Dans le contexte français, l’Agence nationale de la sécurité des systèmes d’information (ANSSI) a récemment publié des recommandations spécifiques pour les organisations utilisant des packages npm, insistant sur la nécessité d’adopter une approche proactive de la sécurité des dépendances.
Conclusion et prochaines actions
La découverte de PhantomRaven représente un rappel brutal des risques croissants auxquels sont confrontés les écosystèmes open source. En exploitant les dépendances dynamiques distantes et le phénomène du slopsquatting, les attaquants ont réussi à créer une campagne particulièrement insidieuse qui échappe aux détecteurs traditionnels. Avec plus de 86 000 installations potentiellement compromises, l’impact de cette campagne pourrait être considérable pour les développeurs et leurs organisations.

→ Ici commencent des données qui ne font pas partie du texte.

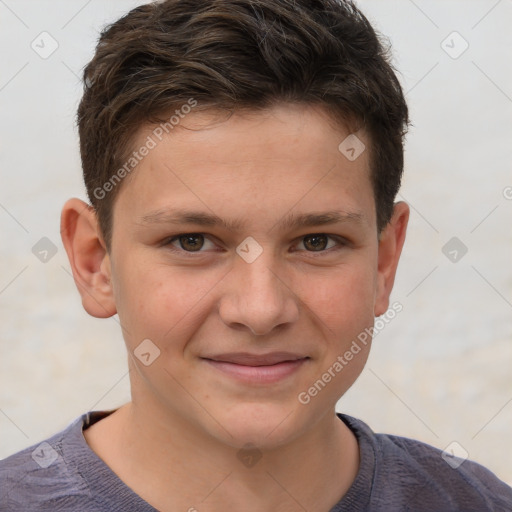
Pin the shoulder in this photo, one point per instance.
(409, 472)
(42, 476)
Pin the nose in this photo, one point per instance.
(257, 298)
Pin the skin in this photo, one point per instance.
(176, 443)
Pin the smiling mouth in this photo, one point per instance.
(258, 369)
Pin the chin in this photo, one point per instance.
(264, 425)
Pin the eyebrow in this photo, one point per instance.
(180, 216)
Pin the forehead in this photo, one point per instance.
(287, 157)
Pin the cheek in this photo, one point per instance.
(161, 303)
(345, 301)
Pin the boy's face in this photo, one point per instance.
(250, 311)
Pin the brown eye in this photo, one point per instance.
(317, 242)
(191, 242)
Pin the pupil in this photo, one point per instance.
(191, 242)
(316, 241)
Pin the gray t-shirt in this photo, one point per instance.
(395, 474)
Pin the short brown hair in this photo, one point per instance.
(238, 54)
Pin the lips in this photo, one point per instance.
(257, 368)
(247, 359)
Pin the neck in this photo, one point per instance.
(177, 468)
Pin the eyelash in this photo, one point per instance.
(341, 242)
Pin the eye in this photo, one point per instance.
(189, 242)
(318, 242)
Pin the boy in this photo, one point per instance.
(242, 159)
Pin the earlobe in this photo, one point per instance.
(88, 258)
(390, 247)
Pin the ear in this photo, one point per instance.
(391, 241)
(88, 258)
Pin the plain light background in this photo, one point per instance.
(439, 372)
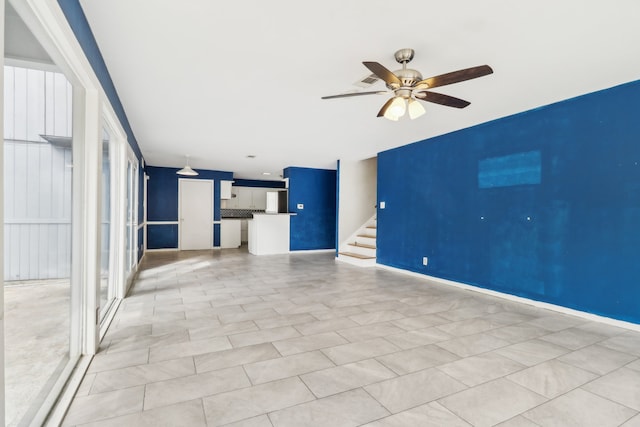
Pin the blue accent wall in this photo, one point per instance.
(162, 204)
(314, 227)
(562, 226)
(80, 27)
(258, 183)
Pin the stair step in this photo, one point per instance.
(363, 245)
(354, 255)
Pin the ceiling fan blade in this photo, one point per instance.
(347, 95)
(382, 72)
(454, 77)
(384, 107)
(441, 99)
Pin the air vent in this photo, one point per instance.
(367, 81)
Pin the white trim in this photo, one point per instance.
(2, 349)
(31, 64)
(67, 394)
(108, 316)
(38, 221)
(522, 300)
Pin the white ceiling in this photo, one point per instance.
(220, 80)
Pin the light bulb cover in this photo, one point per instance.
(187, 171)
(397, 109)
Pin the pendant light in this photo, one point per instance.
(187, 171)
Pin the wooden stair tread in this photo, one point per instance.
(354, 255)
(362, 245)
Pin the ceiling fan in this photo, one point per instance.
(408, 86)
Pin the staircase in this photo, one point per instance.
(360, 248)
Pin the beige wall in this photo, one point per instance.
(358, 195)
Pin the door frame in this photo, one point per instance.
(187, 180)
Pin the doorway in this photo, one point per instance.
(196, 214)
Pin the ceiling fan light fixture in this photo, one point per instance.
(187, 171)
(415, 109)
(397, 109)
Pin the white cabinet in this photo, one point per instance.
(230, 233)
(251, 198)
(269, 234)
(225, 190)
(232, 203)
(259, 197)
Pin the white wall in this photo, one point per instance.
(358, 195)
(2, 219)
(37, 175)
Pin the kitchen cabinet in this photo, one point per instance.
(251, 198)
(230, 233)
(225, 190)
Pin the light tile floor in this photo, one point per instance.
(226, 338)
(36, 318)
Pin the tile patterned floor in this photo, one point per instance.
(226, 338)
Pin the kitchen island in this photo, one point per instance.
(269, 233)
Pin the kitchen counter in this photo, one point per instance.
(269, 233)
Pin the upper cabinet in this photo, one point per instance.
(225, 190)
(244, 197)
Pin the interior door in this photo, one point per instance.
(196, 214)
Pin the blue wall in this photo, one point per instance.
(544, 204)
(162, 204)
(313, 227)
(80, 27)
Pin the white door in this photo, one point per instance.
(196, 214)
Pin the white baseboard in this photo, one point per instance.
(538, 304)
(312, 251)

Pour se protéger contre PhantomRaven et les menaces similaires, les équipes de développement devraient immédiatement :
- Auditer leurs projets existants à la recherche de packages suspects
- Mettre en place des politiques strictes de validation des dépendances
- Désactiver ou restreindre l’exécution des scripts de cycle de vie
- Surveiller activement l’activité réseau des machines de développement
À plus long terme, cette campagne souligne la nécessité d’une approche holistique de la sécurité des dépendances, combinant outils automatisés, processus rigoureux et formation continue des développeurs. Dans un monde où chaque ligne de code peut potentiellement introduire une vulnérabilité, la vigilance et la proactivité ne sont plus des options mais des nécessités.
Face à l’évolution constante des menaces, PhantomRaven nous rappelle une évidence : la sécurité des logiciels dépend de chaque maillon de la chaîne d’approvisionnement, des concepteurs aux développeurs, en passant par les mainteneurs de packages et les fournisseurs d’outils. Seule une approche collaborative et proactive permettra de préserver la confiance dans les écosystèmes open source qui sont aujourd’hui fondamentaux pour notre infrastructure numérique.